Neither ASK nor Dialogflow has a session.pipeline-equivalent (the assistant picks one matcher per skill); neither has anything like the layer-2 substrate of OVOS-MSG-1 §3.4. ASK has built-in intents (AMAZON.HelpIntent) but they are handled inside the skill; Dialogflow has fallback intents but they do not have first-class dispatch identity. OVOS-PIPELINE-1's dispatch polymorphism (skill_id == pipeline_id for plugin-bundled handlers) lets a non-skill component advertise its own intent identity on the bus, indistinguishable from a skill — original to this architecture.
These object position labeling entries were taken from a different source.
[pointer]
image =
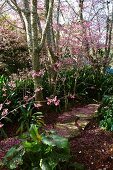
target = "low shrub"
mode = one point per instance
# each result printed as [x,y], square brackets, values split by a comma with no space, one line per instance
[38,151]
[105,113]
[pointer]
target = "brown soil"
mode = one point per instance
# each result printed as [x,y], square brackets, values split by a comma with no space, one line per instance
[93,147]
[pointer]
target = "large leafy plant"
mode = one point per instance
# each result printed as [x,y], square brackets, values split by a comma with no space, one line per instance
[38,151]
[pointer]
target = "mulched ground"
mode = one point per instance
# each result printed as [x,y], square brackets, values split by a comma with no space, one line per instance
[93,147]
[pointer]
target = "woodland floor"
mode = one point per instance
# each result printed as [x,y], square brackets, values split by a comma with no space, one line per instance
[90,146]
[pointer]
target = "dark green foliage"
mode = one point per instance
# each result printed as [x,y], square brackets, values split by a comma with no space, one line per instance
[38,151]
[105,113]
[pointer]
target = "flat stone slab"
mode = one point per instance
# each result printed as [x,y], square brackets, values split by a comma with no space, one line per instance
[66,125]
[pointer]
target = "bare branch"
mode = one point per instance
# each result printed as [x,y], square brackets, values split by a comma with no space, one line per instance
[47,23]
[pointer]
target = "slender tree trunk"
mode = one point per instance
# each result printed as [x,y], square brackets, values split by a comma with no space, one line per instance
[36,52]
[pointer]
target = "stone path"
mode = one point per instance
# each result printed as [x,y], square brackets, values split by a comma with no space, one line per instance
[66,123]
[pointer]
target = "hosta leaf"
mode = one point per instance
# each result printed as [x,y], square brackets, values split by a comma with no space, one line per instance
[45,165]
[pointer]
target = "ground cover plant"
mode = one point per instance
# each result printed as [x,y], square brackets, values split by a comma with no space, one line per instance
[56,111]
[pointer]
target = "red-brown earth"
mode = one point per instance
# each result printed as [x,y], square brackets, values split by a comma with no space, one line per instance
[92,147]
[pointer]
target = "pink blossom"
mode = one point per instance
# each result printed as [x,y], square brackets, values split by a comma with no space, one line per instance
[4,89]
[37,105]
[8,102]
[24,105]
[4,113]
[72,96]
[38,89]
[1,106]
[12,84]
[25,97]
[54,101]
[37,74]
[1,125]
[4,94]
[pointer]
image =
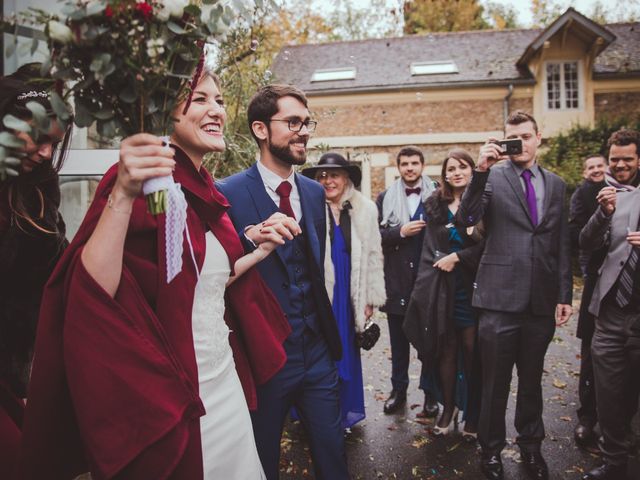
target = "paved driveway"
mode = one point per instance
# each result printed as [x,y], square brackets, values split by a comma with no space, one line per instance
[400,446]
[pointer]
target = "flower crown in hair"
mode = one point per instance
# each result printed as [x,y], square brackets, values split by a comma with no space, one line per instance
[32,94]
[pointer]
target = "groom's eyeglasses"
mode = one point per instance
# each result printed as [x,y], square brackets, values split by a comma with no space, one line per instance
[295,124]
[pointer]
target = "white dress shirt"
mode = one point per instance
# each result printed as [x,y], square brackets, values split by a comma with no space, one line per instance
[413,201]
[272,180]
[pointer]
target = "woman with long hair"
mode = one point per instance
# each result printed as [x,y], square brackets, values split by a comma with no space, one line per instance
[139,377]
[440,321]
[32,238]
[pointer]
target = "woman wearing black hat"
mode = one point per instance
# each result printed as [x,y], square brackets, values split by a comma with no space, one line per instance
[354,275]
[32,237]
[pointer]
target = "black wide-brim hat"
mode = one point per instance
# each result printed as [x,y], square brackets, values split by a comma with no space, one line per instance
[334,161]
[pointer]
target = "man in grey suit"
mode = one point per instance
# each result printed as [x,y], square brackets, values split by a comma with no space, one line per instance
[523,281]
[616,305]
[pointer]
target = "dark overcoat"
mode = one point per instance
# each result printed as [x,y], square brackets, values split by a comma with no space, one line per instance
[428,321]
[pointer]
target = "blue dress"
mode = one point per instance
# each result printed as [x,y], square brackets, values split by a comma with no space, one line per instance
[349,367]
[463,315]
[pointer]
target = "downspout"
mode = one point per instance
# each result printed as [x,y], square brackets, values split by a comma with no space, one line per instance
[505,103]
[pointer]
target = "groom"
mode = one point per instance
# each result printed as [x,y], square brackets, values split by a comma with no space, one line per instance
[270,201]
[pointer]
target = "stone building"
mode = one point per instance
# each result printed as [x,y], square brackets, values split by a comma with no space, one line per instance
[441,90]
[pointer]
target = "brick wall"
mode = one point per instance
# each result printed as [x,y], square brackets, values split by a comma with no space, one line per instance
[612,105]
[412,118]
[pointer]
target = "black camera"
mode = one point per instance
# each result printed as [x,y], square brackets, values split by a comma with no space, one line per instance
[510,147]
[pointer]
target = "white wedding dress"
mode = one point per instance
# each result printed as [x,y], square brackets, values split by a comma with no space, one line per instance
[228,446]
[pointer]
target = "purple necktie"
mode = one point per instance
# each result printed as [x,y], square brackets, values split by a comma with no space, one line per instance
[530,195]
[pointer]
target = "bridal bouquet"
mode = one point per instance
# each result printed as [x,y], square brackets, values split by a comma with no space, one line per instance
[127,63]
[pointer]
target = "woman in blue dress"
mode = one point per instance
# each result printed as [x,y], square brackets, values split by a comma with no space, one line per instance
[354,275]
[440,321]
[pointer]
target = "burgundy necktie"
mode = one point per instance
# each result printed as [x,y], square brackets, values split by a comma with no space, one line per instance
[284,191]
[530,195]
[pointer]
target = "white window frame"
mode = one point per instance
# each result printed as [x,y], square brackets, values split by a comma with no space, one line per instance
[334,74]
[563,92]
[442,67]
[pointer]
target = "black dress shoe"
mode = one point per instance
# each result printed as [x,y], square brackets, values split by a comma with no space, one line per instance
[535,465]
[395,401]
[607,471]
[430,408]
[491,467]
[583,435]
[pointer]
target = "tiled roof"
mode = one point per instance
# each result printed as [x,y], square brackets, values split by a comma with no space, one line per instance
[483,58]
[623,55]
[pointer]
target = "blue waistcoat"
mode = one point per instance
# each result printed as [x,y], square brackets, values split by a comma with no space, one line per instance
[303,306]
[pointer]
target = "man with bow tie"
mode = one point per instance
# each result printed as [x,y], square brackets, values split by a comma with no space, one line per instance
[402,222]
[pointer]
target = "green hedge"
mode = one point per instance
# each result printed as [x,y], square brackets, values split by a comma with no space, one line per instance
[563,154]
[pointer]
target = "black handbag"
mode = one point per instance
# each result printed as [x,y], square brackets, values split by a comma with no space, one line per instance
[367,339]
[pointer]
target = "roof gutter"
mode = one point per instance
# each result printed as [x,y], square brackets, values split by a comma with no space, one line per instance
[423,87]
[505,102]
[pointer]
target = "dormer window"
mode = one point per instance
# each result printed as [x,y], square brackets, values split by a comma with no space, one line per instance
[433,68]
[563,85]
[329,75]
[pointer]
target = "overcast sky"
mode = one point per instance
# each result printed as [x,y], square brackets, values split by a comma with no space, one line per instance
[523,7]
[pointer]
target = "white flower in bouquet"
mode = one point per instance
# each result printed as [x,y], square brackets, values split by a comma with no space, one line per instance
[171,8]
[59,32]
[155,47]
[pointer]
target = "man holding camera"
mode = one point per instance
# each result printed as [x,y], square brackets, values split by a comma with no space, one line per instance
[615,303]
[523,282]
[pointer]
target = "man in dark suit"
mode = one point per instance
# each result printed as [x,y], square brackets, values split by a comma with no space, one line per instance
[266,201]
[583,204]
[616,305]
[523,281]
[402,220]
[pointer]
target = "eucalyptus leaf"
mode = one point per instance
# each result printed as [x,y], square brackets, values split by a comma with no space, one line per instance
[96,64]
[45,67]
[104,114]
[59,106]
[109,70]
[11,49]
[128,95]
[8,139]
[14,123]
[83,117]
[37,110]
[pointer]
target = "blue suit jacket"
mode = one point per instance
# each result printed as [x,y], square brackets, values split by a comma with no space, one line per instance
[250,205]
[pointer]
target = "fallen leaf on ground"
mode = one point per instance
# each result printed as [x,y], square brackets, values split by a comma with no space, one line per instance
[559,383]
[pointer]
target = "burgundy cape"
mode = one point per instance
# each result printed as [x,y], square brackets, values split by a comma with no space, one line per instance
[114,387]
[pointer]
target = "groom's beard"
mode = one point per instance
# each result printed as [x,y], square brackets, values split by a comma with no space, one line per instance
[286,154]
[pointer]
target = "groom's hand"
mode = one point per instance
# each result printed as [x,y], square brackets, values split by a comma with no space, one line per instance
[276,229]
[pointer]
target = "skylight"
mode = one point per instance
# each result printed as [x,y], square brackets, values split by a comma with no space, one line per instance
[433,68]
[328,75]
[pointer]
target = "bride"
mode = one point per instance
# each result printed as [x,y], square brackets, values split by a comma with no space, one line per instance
[145,378]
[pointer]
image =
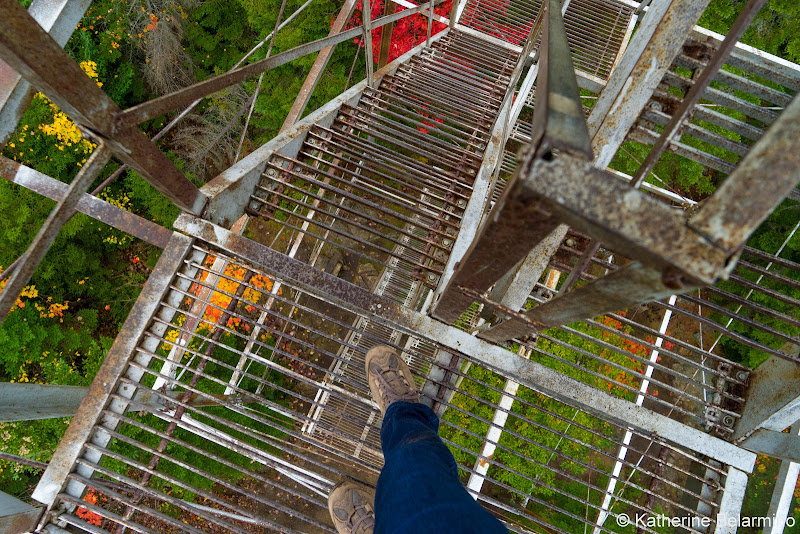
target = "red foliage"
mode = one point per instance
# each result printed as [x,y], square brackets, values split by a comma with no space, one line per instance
[407,33]
[91,497]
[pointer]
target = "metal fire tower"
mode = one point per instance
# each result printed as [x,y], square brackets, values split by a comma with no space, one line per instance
[564,319]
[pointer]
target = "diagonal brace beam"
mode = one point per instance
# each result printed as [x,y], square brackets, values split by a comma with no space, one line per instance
[30,51]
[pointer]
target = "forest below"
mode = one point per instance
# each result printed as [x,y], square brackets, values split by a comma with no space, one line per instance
[66,319]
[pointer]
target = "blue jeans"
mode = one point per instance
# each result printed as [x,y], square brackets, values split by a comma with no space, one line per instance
[419,490]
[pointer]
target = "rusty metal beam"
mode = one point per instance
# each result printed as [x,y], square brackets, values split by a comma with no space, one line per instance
[745,198]
[558,119]
[92,206]
[58,18]
[514,227]
[50,229]
[114,365]
[30,51]
[182,97]
[631,285]
[651,51]
[773,398]
[528,373]
[697,89]
[389,7]
[572,191]
[17,516]
[319,65]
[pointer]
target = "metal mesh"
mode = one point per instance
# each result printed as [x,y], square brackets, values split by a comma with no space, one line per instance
[734,112]
[385,187]
[596,29]
[225,434]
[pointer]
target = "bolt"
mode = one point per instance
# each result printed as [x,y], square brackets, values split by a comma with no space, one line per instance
[742,375]
[674,278]
[727,420]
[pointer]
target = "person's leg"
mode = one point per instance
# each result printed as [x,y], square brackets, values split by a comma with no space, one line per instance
[419,490]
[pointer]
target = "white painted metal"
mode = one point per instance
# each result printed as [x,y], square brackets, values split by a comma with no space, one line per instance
[626,440]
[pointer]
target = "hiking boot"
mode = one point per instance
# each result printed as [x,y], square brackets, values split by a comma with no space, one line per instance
[390,379]
[350,505]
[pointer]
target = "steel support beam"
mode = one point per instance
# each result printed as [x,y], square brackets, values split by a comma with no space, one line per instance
[17,516]
[58,18]
[650,53]
[49,231]
[386,35]
[670,256]
[527,373]
[30,51]
[773,399]
[782,495]
[114,365]
[512,229]
[745,199]
[92,206]
[315,74]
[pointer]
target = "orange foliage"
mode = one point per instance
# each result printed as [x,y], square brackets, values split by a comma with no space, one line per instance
[91,497]
[226,287]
2.5 Summary — where the voice OS leads, follows, and differs

OVOS leads architecturally in three places:

  • The pipeline-plugin model with first-class dispatch polymorphism. No comparator lets a non-skill component (LLM persona, chatbot, fallback) be a first-class handler owner on the same dispatch surface.
  • The six-injection-point transformer chain with per-session preference/policy separation. Nothing in HA, Rhasspy, Rasa, ASK, or Dialogflow has a comparable lifecycle-uniform extensibility surface.
  • Negative gating (excludes_context "match if absent") in CONTEXT-1. ASK/Dialogflow contexts are purely positive; Rasa forms are not engine-agnostic; HA has no context model. The fire-once and modal-suppression patterns fall out of negative gating.

OVOS follows where ecosystem investment matters more than architecture:

  • HA's translation corpus scale (the intents repository).
  • ASK / Dialogflow's typed entity systems.
  • Rasa's conversation-level evaluation infrastructure.

OVOS makes a deliberately different choice in two places:

  • Engine-agnostic templates as training data (OVOS-INTENT-1 §4) rather than Rhasspy-style closed grammars. The trade-off: generalization beyond authored samples vs. offline-deterministic recognition guarantees.
  • Open skill ecosystem with skill-private intents (OVOS-INTENT-3 §1) rather than HA-style curated vocabulary. The trade-off: skill author freedom vs. cross-integration vocabulary sharing.